Then as we heard about Italy, France, etc, my view shifted, and I viewed the lockdown as a necessary evil.
I've now swung back the other way. Time will tell, but I really think that subsequent research we'll show that we took a huge problem - a covid pandemic - and turned it into two huge problems - a pandemic along with significant swaths of our economy getting destroyed.
The argument to flatten the curve, beyond preventing exceeding hospital capacity, which is absolutely a critical goal, was also that those of us who are not at serious risk could spread to those who _are_ at risk, and therefore everyone needs to act in lockstep. Well, if you take a systems-level view, absolutely the best thing a non-at-risk person can do is get exposed to covid, fully quarantine themselves, and then return to daily life. Having a huge swath of the population with immunity is the best way to protect our at risk population. (In a perfect world, we could culture sars-cov-2 and voluntarily expose ourselves - basically a vaccine except you're exposing yourself to the real deal and not a virus rendered inert)

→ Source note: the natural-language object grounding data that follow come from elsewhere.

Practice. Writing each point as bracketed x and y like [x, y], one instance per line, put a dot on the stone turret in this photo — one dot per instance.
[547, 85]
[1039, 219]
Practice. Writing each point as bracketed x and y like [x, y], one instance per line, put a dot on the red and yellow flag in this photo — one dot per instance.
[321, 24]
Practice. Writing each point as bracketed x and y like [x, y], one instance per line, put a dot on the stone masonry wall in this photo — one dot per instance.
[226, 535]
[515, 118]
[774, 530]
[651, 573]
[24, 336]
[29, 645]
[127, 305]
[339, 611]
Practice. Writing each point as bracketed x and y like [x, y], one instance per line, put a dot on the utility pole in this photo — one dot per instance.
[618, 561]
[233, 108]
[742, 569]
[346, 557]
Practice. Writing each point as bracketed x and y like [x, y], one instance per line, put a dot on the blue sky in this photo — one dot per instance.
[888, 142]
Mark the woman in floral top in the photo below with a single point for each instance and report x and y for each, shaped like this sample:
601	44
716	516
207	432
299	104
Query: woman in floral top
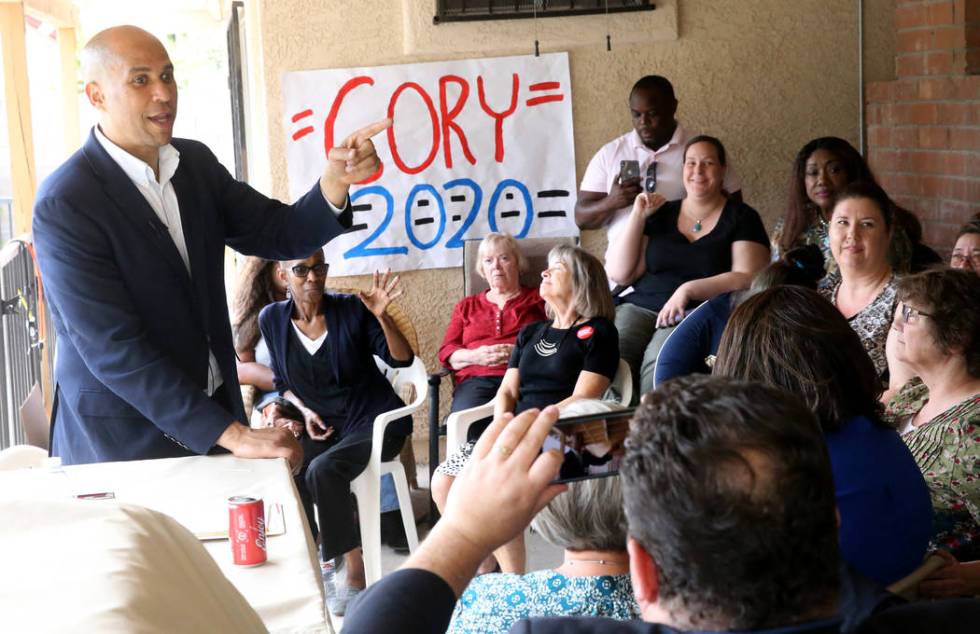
937	324
823	167
860	229
589	523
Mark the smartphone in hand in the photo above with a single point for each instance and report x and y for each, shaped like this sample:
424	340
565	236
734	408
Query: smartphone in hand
593	445
629	170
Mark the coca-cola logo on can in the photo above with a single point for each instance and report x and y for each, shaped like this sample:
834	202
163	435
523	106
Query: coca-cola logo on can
246	530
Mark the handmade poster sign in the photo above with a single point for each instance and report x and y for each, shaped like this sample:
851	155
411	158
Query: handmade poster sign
476	146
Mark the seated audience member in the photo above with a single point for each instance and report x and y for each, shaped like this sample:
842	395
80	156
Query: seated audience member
587	522
679	253
966	251
864	293
937	328
822	168
656	143
899	372
321	346
481	333
572	355
730	504
692	346
791	338
258	286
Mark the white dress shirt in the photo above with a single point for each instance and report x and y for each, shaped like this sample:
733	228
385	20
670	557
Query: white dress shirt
162	198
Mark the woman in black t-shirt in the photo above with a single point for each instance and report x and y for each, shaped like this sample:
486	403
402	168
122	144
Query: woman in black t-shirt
572	355
677	254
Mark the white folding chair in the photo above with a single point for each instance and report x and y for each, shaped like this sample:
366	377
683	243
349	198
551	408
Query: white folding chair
458	423
367	486
22	457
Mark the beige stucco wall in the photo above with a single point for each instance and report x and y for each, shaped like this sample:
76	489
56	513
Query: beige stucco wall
763	75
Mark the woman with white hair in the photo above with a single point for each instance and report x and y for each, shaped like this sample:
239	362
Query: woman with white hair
481	333
589	524
572	355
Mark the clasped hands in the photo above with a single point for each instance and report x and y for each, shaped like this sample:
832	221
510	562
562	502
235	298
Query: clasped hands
272	416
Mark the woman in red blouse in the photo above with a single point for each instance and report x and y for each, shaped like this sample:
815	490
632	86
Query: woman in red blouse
484	326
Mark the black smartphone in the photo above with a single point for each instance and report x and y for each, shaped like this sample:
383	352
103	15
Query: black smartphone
629	170
593	444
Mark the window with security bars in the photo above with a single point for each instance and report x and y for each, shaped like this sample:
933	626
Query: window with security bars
463	10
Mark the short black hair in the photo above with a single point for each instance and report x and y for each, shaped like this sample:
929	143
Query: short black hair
655	84
792	338
727	485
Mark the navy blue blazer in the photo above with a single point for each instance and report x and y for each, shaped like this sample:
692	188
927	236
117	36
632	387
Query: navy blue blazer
133	328
354	335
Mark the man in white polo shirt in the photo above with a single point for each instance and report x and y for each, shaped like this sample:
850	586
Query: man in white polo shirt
656	143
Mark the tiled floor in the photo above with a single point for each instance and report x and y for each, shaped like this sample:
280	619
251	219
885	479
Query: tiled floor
540	554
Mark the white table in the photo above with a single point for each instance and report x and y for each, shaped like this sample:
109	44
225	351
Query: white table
286	591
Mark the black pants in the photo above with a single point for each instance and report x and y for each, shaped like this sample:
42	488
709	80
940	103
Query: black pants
329	466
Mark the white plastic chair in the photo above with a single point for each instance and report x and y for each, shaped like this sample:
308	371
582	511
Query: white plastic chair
367	486
458	423
22	457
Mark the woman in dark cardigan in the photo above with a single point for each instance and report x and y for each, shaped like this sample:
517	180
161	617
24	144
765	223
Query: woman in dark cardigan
321	346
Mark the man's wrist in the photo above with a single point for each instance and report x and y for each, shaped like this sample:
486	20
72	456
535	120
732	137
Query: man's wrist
457	568
231	437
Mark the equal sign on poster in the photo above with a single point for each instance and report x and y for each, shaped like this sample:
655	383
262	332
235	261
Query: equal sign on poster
477	146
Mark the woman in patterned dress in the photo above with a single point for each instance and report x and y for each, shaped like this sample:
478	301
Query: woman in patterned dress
822	168
860	231
574	354
589	523
937	328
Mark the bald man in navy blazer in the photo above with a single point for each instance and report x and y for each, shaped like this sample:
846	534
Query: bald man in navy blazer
130	234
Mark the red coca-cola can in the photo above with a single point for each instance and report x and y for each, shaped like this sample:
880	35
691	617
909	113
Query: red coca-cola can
246	530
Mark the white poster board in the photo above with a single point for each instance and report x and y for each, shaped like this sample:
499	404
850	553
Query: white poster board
477	145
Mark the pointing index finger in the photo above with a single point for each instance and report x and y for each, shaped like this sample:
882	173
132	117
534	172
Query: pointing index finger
368	131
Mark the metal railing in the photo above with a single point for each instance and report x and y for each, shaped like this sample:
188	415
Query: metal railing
20	338
6	219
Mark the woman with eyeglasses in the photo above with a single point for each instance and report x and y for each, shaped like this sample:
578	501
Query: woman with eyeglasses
322	346
789	337
680	253
860	232
937	334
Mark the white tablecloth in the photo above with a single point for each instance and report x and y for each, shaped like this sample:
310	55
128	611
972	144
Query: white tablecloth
286	591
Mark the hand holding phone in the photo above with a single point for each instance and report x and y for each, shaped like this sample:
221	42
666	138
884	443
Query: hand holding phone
626	186
593	445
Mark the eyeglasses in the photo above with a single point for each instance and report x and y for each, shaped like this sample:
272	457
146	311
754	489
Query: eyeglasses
911	315
650	184
301	270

Also, back on the "exceeding hospital capacity" point, it is precisely those at-risk who are filling up hospitals and needing intubation or ventilation. So we can have a huge portion of the population who is not at risk still living their lives (with some adjustments), and the effect on hospitalizations would really not be that bad as a result.
I'll be closely following Sweden's data over the next months. I'm very curious how their strategy pans out.
The problem with this kind of "systems-level view" is that individual humans are not cogs in a system. What you propose here is asking every non-at-risk person to take an unknown, but possibly as high as a percent or two, risk of dying. I doubt many people will take you up on that. I certainly won't.
I think the best you're going to get along these lines is to find out, once widespread antibody testing is available, how many people have already been exposed to the virus without knowing it. If that number of people turns out to be large enough, it will be a lot easier to get things back to something approaching normal.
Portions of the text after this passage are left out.